Benefits of Smoothies
There’s a new documentary that is going to be released this year about how some patients with Alzheimer’s disease ‘woke up’ when they wore headphones and listened to music that they heard as a child.
Your brain is totally amazing in that you have five senses that can lead directly into the brain and access it. When the patients heard the music from long ago, it activated numerous parts of their brain. The light came back on in their eyes. They started to talk again, and were coherent.
Why not do the same thing with taste? Taste buds as well as the sense of smell (the olfactory system in the body) directly access the brain. What tastes you had as a child in different foods created a neural pathway in your brain that connected with many other parts of your brain. By accessing these tastes, you can directly affect these other parts of the brain and perhaps minimize the progression of your loved one’s Alzheimer’s.
The first thing to do when your loved one has Alzheimer’s is to find out what that person ate as a child.

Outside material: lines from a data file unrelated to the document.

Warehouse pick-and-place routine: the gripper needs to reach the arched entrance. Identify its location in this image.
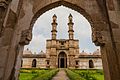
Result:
[32,59,37,67]
[89,60,94,68]
[58,52,67,68]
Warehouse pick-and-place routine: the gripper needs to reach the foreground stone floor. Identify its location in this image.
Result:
[52,69,70,80]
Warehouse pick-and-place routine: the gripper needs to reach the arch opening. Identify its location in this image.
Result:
[89,60,94,68]
[58,52,67,68]
[32,59,37,67]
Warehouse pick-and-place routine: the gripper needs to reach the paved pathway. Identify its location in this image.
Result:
[52,69,70,80]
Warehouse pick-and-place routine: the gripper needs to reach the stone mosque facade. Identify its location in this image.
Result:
[21,14,103,69]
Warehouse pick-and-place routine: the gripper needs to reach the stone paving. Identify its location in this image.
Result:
[52,69,70,80]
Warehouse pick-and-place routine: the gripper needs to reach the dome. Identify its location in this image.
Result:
[93,49,101,55]
[23,48,32,54]
[39,51,45,54]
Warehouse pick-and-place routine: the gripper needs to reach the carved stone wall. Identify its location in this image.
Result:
[0,0,120,80]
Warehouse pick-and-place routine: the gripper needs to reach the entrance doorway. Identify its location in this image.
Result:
[58,52,67,68]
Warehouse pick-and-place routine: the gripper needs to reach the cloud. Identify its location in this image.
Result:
[25,6,97,52]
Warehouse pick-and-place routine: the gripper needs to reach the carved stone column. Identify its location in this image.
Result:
[0,0,8,36]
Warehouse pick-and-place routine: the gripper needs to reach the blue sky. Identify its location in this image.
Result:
[25,6,99,53]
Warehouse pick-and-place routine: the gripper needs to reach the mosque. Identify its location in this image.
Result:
[21,14,103,69]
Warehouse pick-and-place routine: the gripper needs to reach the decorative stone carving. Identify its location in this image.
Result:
[92,29,105,46]
[0,0,9,8]
[19,29,32,45]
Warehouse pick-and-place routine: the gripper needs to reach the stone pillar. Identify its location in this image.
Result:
[0,0,8,36]
[51,14,57,39]
[68,14,74,39]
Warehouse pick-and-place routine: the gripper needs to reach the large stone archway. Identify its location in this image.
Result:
[0,0,120,80]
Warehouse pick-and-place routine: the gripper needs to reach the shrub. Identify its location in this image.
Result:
[33,69,58,80]
[66,69,85,80]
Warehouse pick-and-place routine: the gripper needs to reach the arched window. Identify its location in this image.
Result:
[32,59,37,67]
[21,60,23,67]
[89,60,94,68]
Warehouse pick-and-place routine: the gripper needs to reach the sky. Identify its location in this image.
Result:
[24,6,99,53]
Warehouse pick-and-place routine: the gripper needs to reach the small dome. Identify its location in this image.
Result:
[39,51,45,54]
[93,49,101,55]
[80,50,88,55]
[23,48,32,54]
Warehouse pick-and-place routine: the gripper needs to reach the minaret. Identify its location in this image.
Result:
[51,14,57,40]
[68,14,74,40]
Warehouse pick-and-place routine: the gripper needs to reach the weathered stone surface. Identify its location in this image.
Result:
[0,0,120,80]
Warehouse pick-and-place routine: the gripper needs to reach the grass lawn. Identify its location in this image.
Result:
[19,69,51,80]
[72,69,104,80]
[19,69,104,80]
[19,69,58,80]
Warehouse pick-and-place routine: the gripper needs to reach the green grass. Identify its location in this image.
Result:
[19,68,104,80]
[19,69,52,80]
[72,69,104,80]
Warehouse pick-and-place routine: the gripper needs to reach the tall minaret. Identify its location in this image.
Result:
[68,14,74,39]
[51,14,57,39]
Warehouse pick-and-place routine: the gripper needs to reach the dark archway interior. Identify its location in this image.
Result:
[58,52,67,68]
[89,60,94,68]
[32,59,37,67]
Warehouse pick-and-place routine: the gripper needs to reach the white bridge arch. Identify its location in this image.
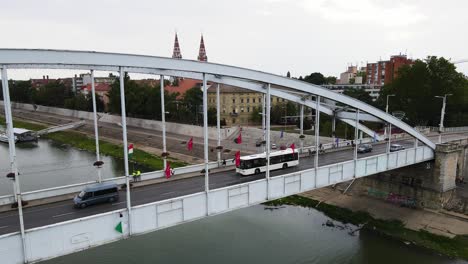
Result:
[0,49,435,263]
[0,49,435,149]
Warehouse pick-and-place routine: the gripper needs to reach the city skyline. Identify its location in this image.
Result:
[0,0,468,79]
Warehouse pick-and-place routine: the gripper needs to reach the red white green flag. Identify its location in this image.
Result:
[128,144,133,159]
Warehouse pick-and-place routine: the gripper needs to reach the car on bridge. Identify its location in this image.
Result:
[357,144,372,153]
[390,144,405,152]
[73,183,119,208]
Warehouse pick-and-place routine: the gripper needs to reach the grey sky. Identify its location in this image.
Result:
[0,0,468,76]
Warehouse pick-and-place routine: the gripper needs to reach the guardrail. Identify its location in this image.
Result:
[415,126,468,133]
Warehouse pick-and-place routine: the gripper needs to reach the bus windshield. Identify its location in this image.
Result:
[239,158,266,170]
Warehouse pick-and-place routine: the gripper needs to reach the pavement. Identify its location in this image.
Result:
[0,134,466,235]
[301,188,468,237]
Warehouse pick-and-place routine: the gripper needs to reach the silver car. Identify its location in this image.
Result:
[390,144,405,152]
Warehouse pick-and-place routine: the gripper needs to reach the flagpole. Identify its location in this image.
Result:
[203,73,210,215]
[120,67,132,236]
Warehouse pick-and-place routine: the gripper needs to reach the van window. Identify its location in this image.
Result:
[94,188,117,196]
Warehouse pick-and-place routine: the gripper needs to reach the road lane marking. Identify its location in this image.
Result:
[52,212,75,218]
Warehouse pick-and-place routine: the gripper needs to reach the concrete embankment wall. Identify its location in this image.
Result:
[0,146,434,263]
[0,101,238,140]
[353,139,468,214]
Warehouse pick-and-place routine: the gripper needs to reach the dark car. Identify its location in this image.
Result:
[358,144,372,153]
[73,183,119,208]
[390,144,405,152]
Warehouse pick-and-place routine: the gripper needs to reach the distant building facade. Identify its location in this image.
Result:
[366,54,414,85]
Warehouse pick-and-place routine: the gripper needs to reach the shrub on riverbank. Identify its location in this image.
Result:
[265,195,468,259]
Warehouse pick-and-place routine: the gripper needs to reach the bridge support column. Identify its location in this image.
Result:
[203,73,210,215]
[1,66,28,263]
[119,67,132,236]
[354,109,359,177]
[314,95,320,187]
[299,104,304,153]
[159,75,167,170]
[91,70,102,183]
[264,84,271,199]
[216,83,221,167]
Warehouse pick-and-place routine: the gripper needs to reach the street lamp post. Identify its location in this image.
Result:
[384,94,395,137]
[435,94,452,143]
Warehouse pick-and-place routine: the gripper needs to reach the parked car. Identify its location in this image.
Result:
[73,183,119,208]
[358,144,372,153]
[390,144,405,152]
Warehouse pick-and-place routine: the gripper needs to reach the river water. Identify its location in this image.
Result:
[44,205,466,264]
[0,139,148,196]
[0,137,467,264]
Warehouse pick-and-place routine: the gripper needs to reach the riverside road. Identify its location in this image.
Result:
[0,134,466,234]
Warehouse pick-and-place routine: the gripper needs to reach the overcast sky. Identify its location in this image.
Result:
[0,0,468,77]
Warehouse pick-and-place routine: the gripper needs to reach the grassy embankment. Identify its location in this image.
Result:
[0,117,186,170]
[266,195,468,260]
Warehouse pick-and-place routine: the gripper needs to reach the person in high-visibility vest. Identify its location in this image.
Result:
[132,170,141,181]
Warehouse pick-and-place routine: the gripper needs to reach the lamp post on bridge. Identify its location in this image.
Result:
[384,94,395,137]
[435,94,452,143]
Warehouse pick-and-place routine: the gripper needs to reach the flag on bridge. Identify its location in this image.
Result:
[164,161,171,179]
[236,150,240,167]
[115,222,123,234]
[187,137,193,151]
[128,144,133,159]
[236,133,242,144]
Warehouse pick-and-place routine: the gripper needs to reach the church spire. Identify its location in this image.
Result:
[172,32,182,59]
[198,35,208,61]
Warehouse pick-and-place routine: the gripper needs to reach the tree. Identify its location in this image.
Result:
[377,56,468,126]
[8,81,32,103]
[304,72,325,85]
[325,76,336,84]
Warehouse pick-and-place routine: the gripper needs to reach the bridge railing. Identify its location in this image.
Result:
[0,146,434,263]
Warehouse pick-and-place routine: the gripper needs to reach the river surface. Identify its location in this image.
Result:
[43,205,467,264]
[0,139,148,196]
[0,136,467,264]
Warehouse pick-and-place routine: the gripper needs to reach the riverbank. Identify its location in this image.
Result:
[0,117,187,170]
[266,191,468,260]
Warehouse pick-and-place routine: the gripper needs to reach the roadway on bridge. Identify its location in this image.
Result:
[0,135,466,234]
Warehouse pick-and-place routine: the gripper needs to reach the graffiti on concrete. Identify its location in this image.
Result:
[367,188,416,208]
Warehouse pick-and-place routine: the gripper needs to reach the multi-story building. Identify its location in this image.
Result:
[366,54,413,85]
[322,84,382,101]
[208,84,287,126]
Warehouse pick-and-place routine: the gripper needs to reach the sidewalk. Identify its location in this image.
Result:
[300,188,468,237]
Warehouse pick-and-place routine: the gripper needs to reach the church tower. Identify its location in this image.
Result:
[172,33,182,59]
[198,35,208,61]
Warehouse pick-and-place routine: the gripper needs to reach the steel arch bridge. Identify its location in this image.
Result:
[0,49,436,263]
[0,49,435,149]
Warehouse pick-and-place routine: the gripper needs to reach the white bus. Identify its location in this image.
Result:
[236,148,299,175]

Certainly there are other family members that can tell you the answer to this question. Cinnamon flavored foods are always a good choice – perhaps your loved one ate cinnamon toast, cinnamon flavored candy, or cinnamon muffins. Licorice is another one. People in their 80s and 90s often grew up taking cod liver oil, too so you might find this as a way to an Alzheimer’s patient’s memory but don’t put it in their smoothie!!
There are already many health benefits of smoothies; once you identify four or five familiar tastes, start creating! Here’s an example of what to do with cinnamon:
- Smoothie with yogurt, one teaspoon cinnamon, lemon, Swiss chard, kale, spinach, and a ripe peach.
- Smoothie with coconut water, coconut cream concentrate, pineapple, cinnamon, kiwi, orange, and lemon.
- Smoothie with vanilla ice cream, one teaspoon cinnamon, Swiss chard (it’s very bland tasting), spinach, mint.
You might even try a cinnamon day where every meal and snack contains cinnamon. There could be cinnamon pancakes with cinnamon-flavored maple syrup, cinnamon yogurt or coconut smoothie for snack, lunch has a cinnamon pudding for dessert, cinnamon graham crackers for snack, and dinner is steak and dessert is cinnamon ice cream. This way your loved one gets the pathway in the brain activated; if it is going to turn on the brain, you should know and see signs by the end of the day.
Use this concept to construct your loved one’s return back to normalcy from Alzheimer’s disease.